Conrad talks medicine
Professor Peter Conrad addressed the medicalization of society in Lovejoy 100.
Brandeis College’s Harry Coplan Professor of Social Sciences Peter Conrad discussed the medicalization and de-medicalization of various conditions and their implications for society during a talk on Feb. 21. This was a part of the Health, Technology and Society Tuesday Leture Series.
“Everyone seems to know intuitively what medicalization is now,” Conrad said. Medicalization is the classification of a condition or problem as medical in nature. Though this classification can change the context of the problem, Conrad said, “It’s not good or bad. It just is.”
Conrad mentioned numerous conditions that have been medicalized over the years, including post-traumatic stress disorder (PTSD) and alcoholism. PTSD became a recognized disorder, originally encompassing a set of psychological symptoms experienced by Vietnam War veterans. Since then, other types of stress have been included as causes of PTSD.
Unlike with PTSD, medical professionals were not the origin of the campaign to medicalize alcoholism. Conrad said that this movement was started by Alcoholics Anonymous (AA) chapters and was eventually adopted by the general population.

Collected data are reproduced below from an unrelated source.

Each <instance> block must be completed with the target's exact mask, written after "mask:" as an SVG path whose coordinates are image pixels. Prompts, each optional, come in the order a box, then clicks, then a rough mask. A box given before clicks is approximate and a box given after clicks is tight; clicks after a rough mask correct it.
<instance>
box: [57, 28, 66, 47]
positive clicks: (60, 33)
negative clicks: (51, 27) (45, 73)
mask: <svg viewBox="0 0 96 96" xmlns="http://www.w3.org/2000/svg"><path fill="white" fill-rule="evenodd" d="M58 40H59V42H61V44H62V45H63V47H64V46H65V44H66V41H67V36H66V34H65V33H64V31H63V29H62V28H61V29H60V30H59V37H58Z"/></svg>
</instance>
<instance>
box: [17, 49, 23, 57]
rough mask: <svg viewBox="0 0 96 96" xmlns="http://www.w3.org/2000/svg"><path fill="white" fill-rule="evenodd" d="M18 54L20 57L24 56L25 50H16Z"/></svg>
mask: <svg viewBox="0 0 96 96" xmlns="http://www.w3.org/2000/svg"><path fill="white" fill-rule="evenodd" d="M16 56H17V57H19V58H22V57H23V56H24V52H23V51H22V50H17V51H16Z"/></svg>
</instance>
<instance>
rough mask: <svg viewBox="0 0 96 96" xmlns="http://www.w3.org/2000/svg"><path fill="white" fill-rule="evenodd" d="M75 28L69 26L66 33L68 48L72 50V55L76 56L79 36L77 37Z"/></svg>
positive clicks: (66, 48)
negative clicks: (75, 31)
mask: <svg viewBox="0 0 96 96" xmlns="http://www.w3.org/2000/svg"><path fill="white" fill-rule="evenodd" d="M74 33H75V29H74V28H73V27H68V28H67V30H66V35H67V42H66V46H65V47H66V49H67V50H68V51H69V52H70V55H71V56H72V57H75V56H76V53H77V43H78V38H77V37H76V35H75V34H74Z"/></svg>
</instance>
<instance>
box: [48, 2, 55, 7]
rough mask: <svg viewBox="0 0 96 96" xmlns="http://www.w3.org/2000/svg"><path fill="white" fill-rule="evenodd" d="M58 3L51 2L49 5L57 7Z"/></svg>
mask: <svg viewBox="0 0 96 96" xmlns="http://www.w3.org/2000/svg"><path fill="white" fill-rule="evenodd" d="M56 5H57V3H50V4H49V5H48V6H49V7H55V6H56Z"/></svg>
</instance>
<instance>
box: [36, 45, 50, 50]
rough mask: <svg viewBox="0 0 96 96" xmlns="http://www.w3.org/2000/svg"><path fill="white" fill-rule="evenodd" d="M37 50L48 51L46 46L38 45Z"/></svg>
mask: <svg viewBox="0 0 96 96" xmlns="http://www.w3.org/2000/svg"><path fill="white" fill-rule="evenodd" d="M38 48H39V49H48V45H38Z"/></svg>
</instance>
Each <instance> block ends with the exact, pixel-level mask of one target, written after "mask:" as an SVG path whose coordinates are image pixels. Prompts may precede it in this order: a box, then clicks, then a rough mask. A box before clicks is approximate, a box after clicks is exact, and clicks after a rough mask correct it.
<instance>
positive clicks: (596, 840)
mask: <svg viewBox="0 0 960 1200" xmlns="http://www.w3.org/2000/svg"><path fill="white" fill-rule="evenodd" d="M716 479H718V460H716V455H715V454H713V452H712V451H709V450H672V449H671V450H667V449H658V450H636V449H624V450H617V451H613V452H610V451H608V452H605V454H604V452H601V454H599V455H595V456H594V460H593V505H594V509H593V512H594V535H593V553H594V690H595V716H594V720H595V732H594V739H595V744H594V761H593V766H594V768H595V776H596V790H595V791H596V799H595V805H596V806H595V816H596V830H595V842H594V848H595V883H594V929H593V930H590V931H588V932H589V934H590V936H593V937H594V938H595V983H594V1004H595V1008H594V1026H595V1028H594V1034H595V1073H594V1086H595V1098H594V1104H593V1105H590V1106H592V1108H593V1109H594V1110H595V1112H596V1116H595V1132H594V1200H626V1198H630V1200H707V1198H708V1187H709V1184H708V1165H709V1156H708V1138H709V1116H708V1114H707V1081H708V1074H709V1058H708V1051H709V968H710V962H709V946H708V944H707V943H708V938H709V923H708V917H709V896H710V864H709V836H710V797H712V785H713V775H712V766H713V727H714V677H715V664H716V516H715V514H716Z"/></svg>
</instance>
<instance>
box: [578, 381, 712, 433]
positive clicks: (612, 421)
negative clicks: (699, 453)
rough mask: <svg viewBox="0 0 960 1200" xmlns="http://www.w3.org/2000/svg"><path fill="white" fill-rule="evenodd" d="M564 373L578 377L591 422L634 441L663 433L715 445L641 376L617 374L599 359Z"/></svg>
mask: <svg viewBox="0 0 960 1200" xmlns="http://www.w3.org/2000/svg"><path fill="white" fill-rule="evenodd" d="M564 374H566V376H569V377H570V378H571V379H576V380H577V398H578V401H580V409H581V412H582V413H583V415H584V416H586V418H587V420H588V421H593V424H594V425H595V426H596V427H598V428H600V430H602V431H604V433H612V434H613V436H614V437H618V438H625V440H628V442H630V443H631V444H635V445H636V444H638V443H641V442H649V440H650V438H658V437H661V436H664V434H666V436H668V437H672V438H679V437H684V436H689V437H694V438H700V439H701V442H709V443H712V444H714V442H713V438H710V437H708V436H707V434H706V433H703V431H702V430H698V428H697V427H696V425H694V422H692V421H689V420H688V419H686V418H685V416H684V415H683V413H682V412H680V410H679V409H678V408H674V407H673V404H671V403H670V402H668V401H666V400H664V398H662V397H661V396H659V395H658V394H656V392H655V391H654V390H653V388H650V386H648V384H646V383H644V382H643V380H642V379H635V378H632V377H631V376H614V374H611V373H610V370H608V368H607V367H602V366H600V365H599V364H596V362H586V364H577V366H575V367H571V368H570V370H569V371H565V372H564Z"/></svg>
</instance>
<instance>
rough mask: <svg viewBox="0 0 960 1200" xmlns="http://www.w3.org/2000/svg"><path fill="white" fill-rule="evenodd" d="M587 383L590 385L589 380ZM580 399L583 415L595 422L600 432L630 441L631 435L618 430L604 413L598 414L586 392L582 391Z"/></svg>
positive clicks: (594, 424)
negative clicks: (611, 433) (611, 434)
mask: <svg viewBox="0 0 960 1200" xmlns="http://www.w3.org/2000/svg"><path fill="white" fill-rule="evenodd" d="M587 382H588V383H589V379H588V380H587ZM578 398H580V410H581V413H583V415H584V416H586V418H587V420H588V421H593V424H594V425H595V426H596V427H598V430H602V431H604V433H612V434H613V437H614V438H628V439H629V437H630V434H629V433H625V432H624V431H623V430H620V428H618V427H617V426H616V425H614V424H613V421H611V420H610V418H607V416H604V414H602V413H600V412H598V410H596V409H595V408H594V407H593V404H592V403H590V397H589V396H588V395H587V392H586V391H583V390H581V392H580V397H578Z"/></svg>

Conrad also cited a few cases where conditions became de-medicalized and said that medicalization is “bi-directional.” This included the deletion of homosexuality from the Diagnostic Statistical Manual (DSM) of psychiatry after protests during the homosexual liberation movement.
After describing the historical trend in medicalization, Conrad discussed the current actors responsible for medicalization. Rather than physicians, he said that pharmaceutical companies have become very powerful in terms of medicalization. Because of direct-to-consumer marketing in the United States, these companies are able to reach many people and encourage them to talk to their doctor to see if a drug is right for them. This makes physicians the “gatekeepers” of the system, Conrad said. Drug companies begin the medicalization process and the physicians either legitimize or reject the change put forward.
Conrad said that this system can do a number of things in terms of social implications. First, it shifts responsibility. People use excuses such as “It’s not me. It’s my illness,” Conrad said.
Secondly, especially with the prominence of the Internet, people can easily organize to support the medicalization or de-medicalization of certain conditions. Conrad mentioned the example of pro-anorexia websites which claim that anorexia is a lifestyle rather than a medical condition.
To end the talk, Conrad said “We are having a huge amount of medicalization...that affects the way we live our lives,” and encouraged the audience to make their own conclusions as to the ethics of these changes.